The concern centered on two near-term disruptions: abrupt personnel actions that removed thousands of scientists and administrators from agencies that distribute and regulate research funding, and delays or cancellations in grant awards. Dr. Sudip Parikh, chief executive officer of Science and the American Association for the Advancement of Science, warned of “impoundment by default” if appropriated FY2025 funds are not obligated quickly, saying the current pace of grant administration risks letting congressionally approved funds go unused. Parikh added: “If those dollar numbers, anywhere from 20 to 45% are real, I want to be really clear. We're no longer in a race with China on biomedical research. We will have lost that race.”

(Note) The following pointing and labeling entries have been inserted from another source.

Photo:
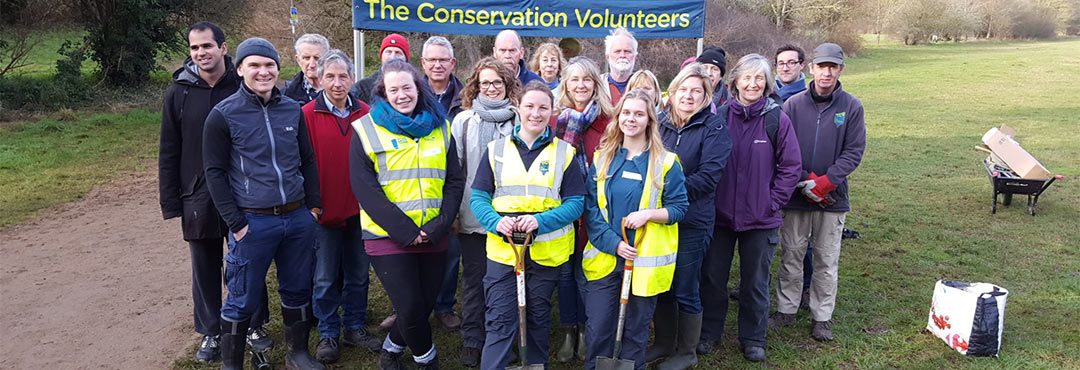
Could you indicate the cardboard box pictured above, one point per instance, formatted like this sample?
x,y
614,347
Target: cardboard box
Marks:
x,y
1001,142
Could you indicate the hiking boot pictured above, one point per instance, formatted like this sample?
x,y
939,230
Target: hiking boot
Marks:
x,y
569,344
664,321
389,321
779,319
258,339
232,344
430,366
298,321
390,360
208,348
686,343
449,319
327,351
754,353
706,346
470,357
359,338
822,331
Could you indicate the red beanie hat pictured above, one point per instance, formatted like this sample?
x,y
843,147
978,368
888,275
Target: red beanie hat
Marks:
x,y
395,40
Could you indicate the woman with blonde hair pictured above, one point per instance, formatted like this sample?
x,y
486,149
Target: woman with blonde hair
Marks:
x,y
548,62
583,111
761,178
637,185
647,82
701,140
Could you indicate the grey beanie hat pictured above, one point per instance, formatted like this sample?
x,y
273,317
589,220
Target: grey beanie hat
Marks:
x,y
257,46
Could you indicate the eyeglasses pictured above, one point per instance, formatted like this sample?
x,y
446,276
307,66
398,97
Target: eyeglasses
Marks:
x,y
788,64
489,84
437,60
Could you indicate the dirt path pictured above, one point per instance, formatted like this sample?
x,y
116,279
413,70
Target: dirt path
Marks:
x,y
99,283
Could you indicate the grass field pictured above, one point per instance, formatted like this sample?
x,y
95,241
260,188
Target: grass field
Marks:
x,y
921,203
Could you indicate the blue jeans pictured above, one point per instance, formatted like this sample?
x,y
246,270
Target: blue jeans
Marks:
x,y
692,244
756,249
602,300
340,279
447,293
500,320
285,240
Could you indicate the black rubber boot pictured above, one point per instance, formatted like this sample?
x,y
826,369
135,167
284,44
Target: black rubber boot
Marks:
x,y
686,351
298,324
664,323
233,340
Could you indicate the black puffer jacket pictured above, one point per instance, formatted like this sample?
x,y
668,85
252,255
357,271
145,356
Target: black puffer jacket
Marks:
x,y
181,182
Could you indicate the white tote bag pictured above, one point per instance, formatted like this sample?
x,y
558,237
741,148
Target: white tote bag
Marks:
x,y
969,316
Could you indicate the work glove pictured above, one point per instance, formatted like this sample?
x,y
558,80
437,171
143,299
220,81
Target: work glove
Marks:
x,y
817,188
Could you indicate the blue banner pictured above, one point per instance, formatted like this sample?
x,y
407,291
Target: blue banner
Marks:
x,y
579,18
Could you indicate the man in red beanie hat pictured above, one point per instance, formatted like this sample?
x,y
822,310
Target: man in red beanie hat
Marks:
x,y
393,46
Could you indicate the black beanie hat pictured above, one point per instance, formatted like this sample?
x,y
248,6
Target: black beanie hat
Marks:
x,y
257,46
715,56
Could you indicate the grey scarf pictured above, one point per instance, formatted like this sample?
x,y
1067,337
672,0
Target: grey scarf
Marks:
x,y
491,113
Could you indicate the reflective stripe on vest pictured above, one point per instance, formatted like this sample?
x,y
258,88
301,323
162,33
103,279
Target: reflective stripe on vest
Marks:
x,y
655,265
412,172
532,190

Witnesses and senators provided details on the fallout. Murray said the administration had “ax[ed] 800 grants over a billion dollars in research” and had blocked “$2,000,000,000 in grant funding,” and described staff reductions that she said included thousands of NIH employees. Multiple witnesses confirmed that peer-review panels were canceled or delayed and that the loss of grant administrators is slowing awards. Dr. Barry Sleckman, director of the O’Neal Comprehensive Cancer Center at UAB, and Dr. Herman Haller of the Mount Desert Island Biological Laboratory both described how reduced or delayed awards impede opening and running clinical trials and can force institutions to reduce staff who support trial oversight.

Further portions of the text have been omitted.